A new study shows an increase of 322% for severe pre-eclampsia.

A latest study by researchers at the Mailman School of Public Health and Columbia University Medical Center reports that pre-eclampsia has a 1.5-fold to 2-fold higher incidence in first pregnancies.


Pre-eclampsia is characterized by elevation in blood pressure and excess protein in the urine of pregnant women.

The condition, which causes complications in approximately 3-6% of all pregnancies, is also associated with high risks of preterm delivery, intrauterine growth restriction, placental abruption, and perinatal mortality.
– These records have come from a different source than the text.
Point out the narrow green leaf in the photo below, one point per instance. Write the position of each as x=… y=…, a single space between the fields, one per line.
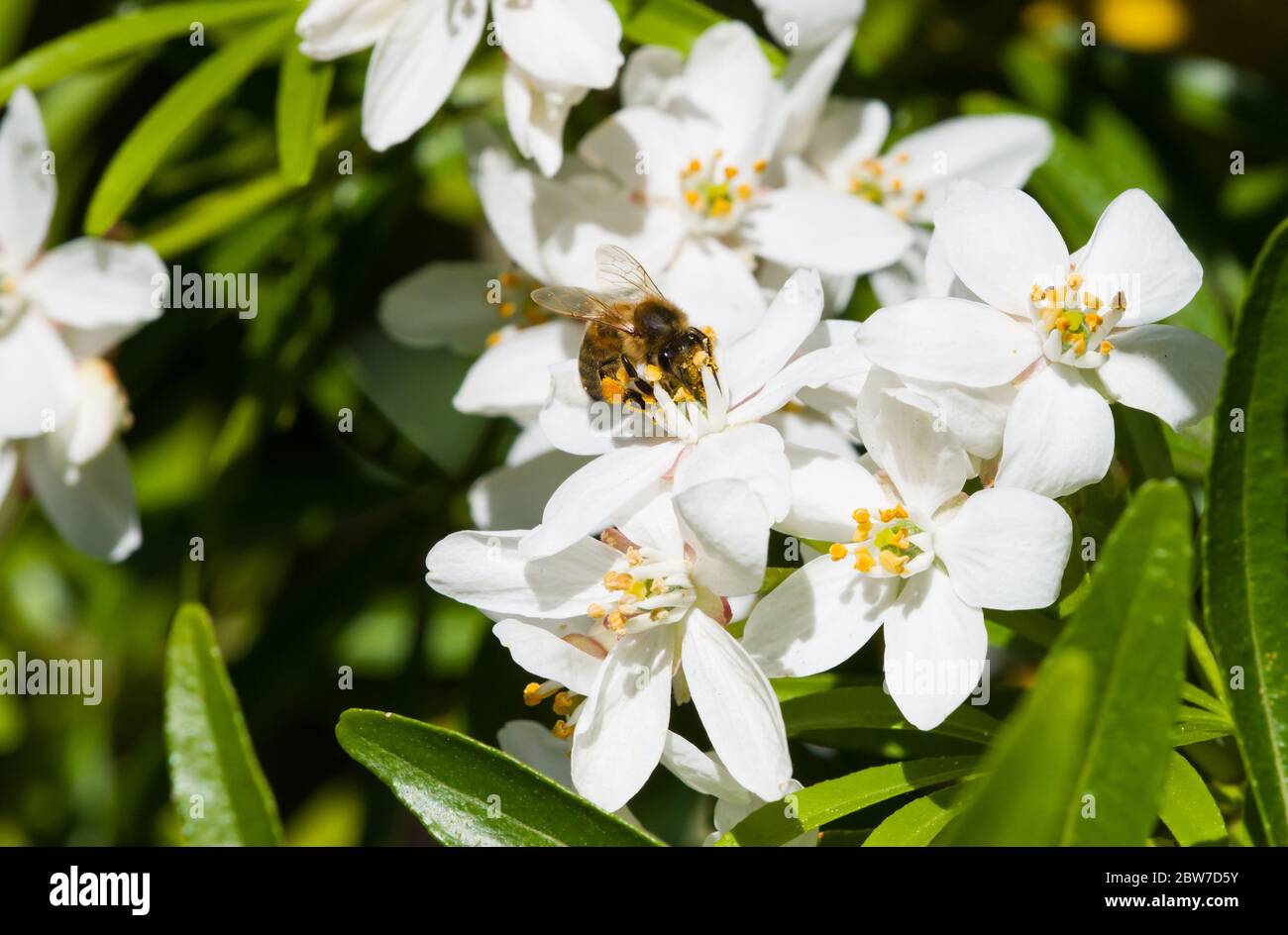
x=110 y=39
x=1031 y=769
x=918 y=822
x=872 y=708
x=1188 y=807
x=1132 y=629
x=468 y=793
x=176 y=112
x=301 y=95
x=218 y=787
x=814 y=805
x=1245 y=535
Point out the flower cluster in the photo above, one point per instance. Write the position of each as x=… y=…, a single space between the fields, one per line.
x=913 y=460
x=60 y=313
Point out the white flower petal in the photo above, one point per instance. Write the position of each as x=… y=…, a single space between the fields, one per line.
x=485 y=571
x=1001 y=244
x=825 y=491
x=935 y=649
x=738 y=708
x=540 y=652
x=442 y=304
x=94 y=509
x=563 y=42
x=725 y=524
x=622 y=724
x=949 y=340
x=1006 y=549
x=93 y=283
x=752 y=454
x=587 y=501
x=27 y=184
x=1170 y=371
x=1059 y=437
x=758 y=357
x=819 y=230
x=415 y=64
x=1134 y=249
x=818 y=618
x=38 y=377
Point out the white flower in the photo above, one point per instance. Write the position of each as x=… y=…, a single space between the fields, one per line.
x=614 y=626
x=78 y=472
x=1069 y=330
x=86 y=294
x=555 y=51
x=807 y=24
x=698 y=145
x=915 y=176
x=688 y=443
x=911 y=553
x=704 y=773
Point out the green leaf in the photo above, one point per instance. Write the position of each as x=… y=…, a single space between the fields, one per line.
x=1030 y=772
x=1188 y=807
x=780 y=822
x=111 y=39
x=301 y=95
x=175 y=114
x=918 y=822
x=1245 y=533
x=468 y=793
x=1132 y=626
x=210 y=753
x=872 y=708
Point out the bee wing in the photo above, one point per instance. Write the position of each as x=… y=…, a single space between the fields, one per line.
x=622 y=277
x=584 y=305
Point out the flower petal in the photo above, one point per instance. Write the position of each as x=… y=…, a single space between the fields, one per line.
x=1001 y=244
x=546 y=656
x=94 y=507
x=1059 y=437
x=951 y=340
x=725 y=524
x=738 y=708
x=587 y=501
x=485 y=571
x=818 y=618
x=1134 y=249
x=1006 y=549
x=935 y=649
x=1170 y=371
x=27 y=185
x=752 y=454
x=816 y=228
x=415 y=64
x=94 y=283
x=758 y=357
x=622 y=724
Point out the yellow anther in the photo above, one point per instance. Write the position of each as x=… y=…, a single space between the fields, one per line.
x=893 y=563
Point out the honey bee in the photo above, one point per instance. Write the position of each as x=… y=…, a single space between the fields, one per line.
x=634 y=335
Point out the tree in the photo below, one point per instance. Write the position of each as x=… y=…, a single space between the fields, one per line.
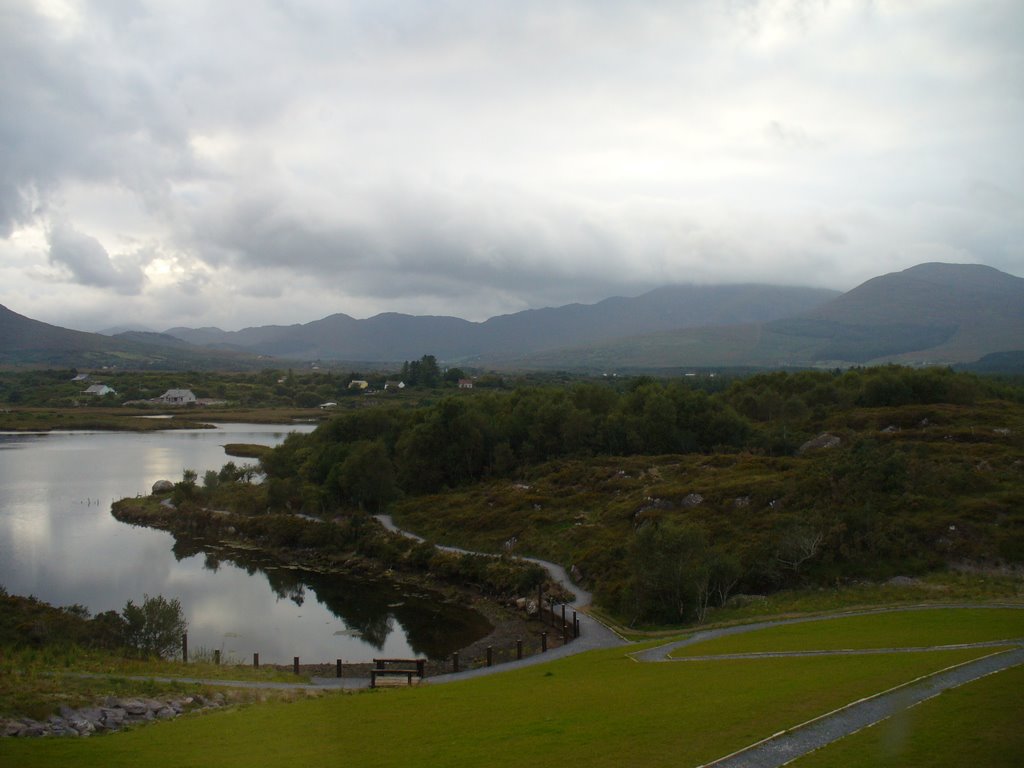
x=368 y=477
x=671 y=571
x=155 y=628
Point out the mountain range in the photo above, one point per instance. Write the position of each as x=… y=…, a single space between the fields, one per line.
x=930 y=313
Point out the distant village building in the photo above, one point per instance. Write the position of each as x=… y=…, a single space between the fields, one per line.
x=177 y=397
x=99 y=390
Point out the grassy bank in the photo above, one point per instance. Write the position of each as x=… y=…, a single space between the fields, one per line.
x=139 y=419
x=978 y=724
x=601 y=709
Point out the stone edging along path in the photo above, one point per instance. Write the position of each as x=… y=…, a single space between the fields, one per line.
x=782 y=748
x=776 y=750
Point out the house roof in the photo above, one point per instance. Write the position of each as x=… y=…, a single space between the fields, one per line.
x=177 y=393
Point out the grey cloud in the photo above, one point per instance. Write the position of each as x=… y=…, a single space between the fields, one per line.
x=394 y=155
x=74 y=111
x=89 y=264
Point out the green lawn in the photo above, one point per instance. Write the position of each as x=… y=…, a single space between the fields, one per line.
x=978 y=724
x=600 y=708
x=887 y=630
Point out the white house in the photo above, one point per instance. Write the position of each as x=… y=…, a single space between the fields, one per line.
x=177 y=397
x=99 y=390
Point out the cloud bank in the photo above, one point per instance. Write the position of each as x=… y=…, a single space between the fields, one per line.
x=242 y=163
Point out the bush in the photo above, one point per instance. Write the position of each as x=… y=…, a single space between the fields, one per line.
x=155 y=628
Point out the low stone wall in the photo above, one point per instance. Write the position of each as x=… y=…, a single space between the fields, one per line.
x=114 y=714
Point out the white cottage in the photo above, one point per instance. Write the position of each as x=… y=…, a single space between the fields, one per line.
x=177 y=397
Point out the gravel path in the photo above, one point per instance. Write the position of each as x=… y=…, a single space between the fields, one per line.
x=785 y=747
x=776 y=750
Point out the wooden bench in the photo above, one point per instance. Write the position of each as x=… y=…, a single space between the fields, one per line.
x=409 y=668
x=375 y=675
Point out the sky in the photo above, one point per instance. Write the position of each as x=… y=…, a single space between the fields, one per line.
x=252 y=162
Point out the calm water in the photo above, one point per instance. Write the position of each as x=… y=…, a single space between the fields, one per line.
x=59 y=543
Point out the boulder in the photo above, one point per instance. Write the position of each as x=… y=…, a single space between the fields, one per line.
x=823 y=441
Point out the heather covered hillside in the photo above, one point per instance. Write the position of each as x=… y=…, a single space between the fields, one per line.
x=669 y=500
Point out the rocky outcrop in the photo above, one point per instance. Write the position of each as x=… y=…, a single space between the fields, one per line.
x=111 y=715
x=821 y=442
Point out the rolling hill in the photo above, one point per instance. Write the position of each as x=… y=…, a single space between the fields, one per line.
x=29 y=342
x=392 y=337
x=930 y=313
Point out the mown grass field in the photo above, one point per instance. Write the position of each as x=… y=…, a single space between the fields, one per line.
x=905 y=629
x=599 y=709
x=978 y=724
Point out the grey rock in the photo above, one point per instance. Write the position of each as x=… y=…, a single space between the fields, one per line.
x=823 y=441
x=134 y=708
x=11 y=728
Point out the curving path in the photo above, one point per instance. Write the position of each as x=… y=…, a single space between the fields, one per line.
x=782 y=748
x=593 y=634
x=777 y=750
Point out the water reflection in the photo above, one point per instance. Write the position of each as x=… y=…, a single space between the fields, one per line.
x=382 y=615
x=58 y=542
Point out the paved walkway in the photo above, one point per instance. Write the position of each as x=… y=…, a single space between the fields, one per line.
x=785 y=747
x=593 y=634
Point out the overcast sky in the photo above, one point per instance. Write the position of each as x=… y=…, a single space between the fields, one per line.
x=252 y=162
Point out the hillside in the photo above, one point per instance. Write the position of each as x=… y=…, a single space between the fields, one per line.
x=931 y=313
x=392 y=336
x=29 y=342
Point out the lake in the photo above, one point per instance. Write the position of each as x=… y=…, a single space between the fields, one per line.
x=59 y=543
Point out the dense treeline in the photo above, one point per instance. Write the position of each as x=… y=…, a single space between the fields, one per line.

Findings are published online in the British Medical Journal.

The study by Drs. Cande Ananth, Katherine Keyes, and Ronald Wapner in the Departments of Epidemiology and Obstetrics and Gynecology, examined data on 120 million births in the United States between 1980 and 2010 from national hospital discharge surveys. This is the largest cohort study to analyze changes in rates of pre-eclampsia in the U.S.


According to the research, pre-eclampsia rates rose from 3.4% in 1980 to 3.8% in 2010. This increase was due to the rise in rates of severe pre-eclampsia — from 0.3% in 1980 to 1.4% in 2010, a relative increase of 322%.

At the same time, rates of mild pre-eclampsia declined, from 3.1% in 1980 to 2.5% in 2010.

Women born in the mid-1970s were at increased risk for mild pre-eclampsia, whereas women born more recently showed an increased risk of severe pre-eclampsia, suggesting a birth cohort effect.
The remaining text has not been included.